Die Betriebskosten werden sich wahrscheinlich durch eine Sanierung – etwa bei den Energiekosten – senken lassen, ein anderes Manko des Baus wird allerdings weitgehend bleiben: Nur elf Prozent der Fläche sind vermietbar und bringen damit Einnahmen. Der Rest besteht aus Treppenhäusern, Foyers, Garderoben und anderem. Die großzügige Innengestaltung ist mit ein Grund dafür, dass das ICC wiederholt mit dem „World Travel Award“, dem „Oscar“ der Reiseindustrie, ausgezeichnet wurde. Die Kehrseite bleiben die hohen Betriebskosten und der unrentable Zuschnitt des Baus.

Nach Angaben der Messegesellschaft liegen die jährlichen Kosten derzeit bei rund zwölf Millionen Euro, durch das Kongressgeschäft werden allerdings nur zehn Millionen erwirtschaftet. Dass die Messegesellschaft nun mit Vorschlägen lockt, für einen Ersatzbau selbst zahlen zu wollen, sollte auch beim Senat noch einmal zu einem Überdenken des bisherigen Sanierungskonzepts führen. Eine Sanierung des ICC bei laufendem Betrieb wird von niemandem für möglich gehalten, sodass für die Sanierungszeit ohnehin Ersatzbauten errichtet werden müssten.
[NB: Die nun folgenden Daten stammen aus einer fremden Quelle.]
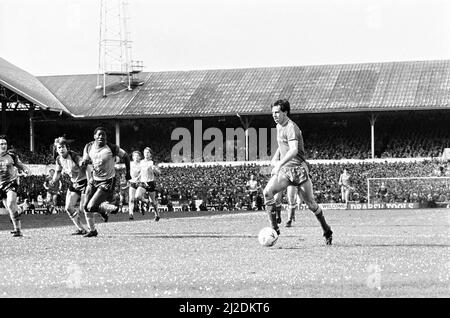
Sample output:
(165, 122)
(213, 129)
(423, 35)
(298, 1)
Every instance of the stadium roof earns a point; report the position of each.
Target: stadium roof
(392, 86)
(29, 87)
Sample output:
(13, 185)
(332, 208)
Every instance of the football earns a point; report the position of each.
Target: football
(267, 237)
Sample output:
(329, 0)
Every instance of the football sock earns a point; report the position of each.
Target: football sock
(321, 218)
(291, 212)
(106, 207)
(271, 212)
(77, 221)
(90, 220)
(16, 221)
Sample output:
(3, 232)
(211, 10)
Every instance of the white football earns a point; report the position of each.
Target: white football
(267, 236)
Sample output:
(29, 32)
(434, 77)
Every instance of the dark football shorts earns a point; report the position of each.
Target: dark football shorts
(8, 186)
(148, 186)
(78, 187)
(105, 185)
(296, 175)
(134, 185)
Unter anderem deshalb entsteht bis Ende 2013 anstelle der abgerissenen Deutschlandhalle für 65 Millionen Euro das neue Kongressgebäude „City Cube“, das Platz für 9000 Teilnehmer bieten soll. Sollte zusätzlich die Messegesellschaft ihren Vorschlag für einen Mehrzweckbau auf dem Messegelände realisieren, würde das eine ICC-Sanierung für mindestens mehr als 300 Millionen Euro endgültig zur fragwürdigen Angelegenheit werden lassen. Aus Kapazitätsgründen nicht mehr gebraucht, wegen hoher Betriebskosten von der Messegesellschaft nicht mehr gewünscht, so ließe sich dann die Lage des ICC beschreiben.
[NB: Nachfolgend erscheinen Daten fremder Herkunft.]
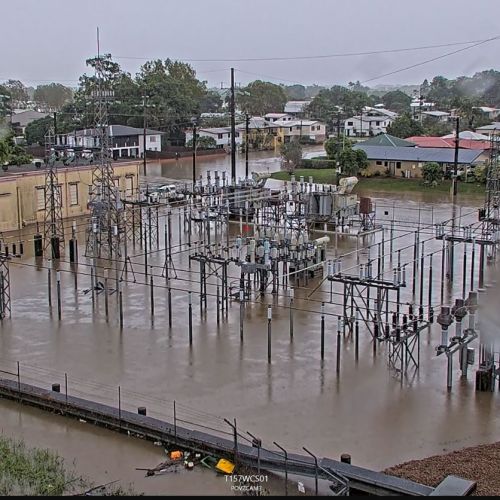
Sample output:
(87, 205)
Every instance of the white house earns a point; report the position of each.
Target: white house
(125, 142)
(272, 117)
(439, 116)
(296, 108)
(24, 117)
(371, 122)
(313, 130)
(221, 135)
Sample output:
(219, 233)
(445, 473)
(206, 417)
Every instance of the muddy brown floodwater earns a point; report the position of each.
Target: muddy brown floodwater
(297, 400)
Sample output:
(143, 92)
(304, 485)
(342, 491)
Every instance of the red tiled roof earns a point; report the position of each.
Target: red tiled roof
(429, 142)
(440, 142)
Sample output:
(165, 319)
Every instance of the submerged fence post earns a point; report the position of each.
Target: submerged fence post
(58, 279)
(269, 319)
(322, 331)
(190, 313)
Dass trotzdem an der bisherigen Linie festhalten wird, lässt befürchten, dass es sich beim rot-schwarzen Koalitionsbeschluss zur ICC-Sanierung weniger um nüchterne Kalkulation als um ein Festhalten am ICC um jeden Preis handelt. Dass es eine Alternative zwischen Luxussanierung und Abriss gibt, machte der ehemalige Wirtschaftssenator Harald Wolf (Linke) deutlich. Nach seinen Angaben habe es zu seiner Amtszeit Investoren gegeben, die am ICC interessiert waren. Weiterverfolgt wurden derartige Pläne einer Umnutzung des ICC – etwa als Einkaufszentrum, Spielbank oder Hotel – allerdings nicht, da sie „politisch blockiert“ wurden, so Wolf.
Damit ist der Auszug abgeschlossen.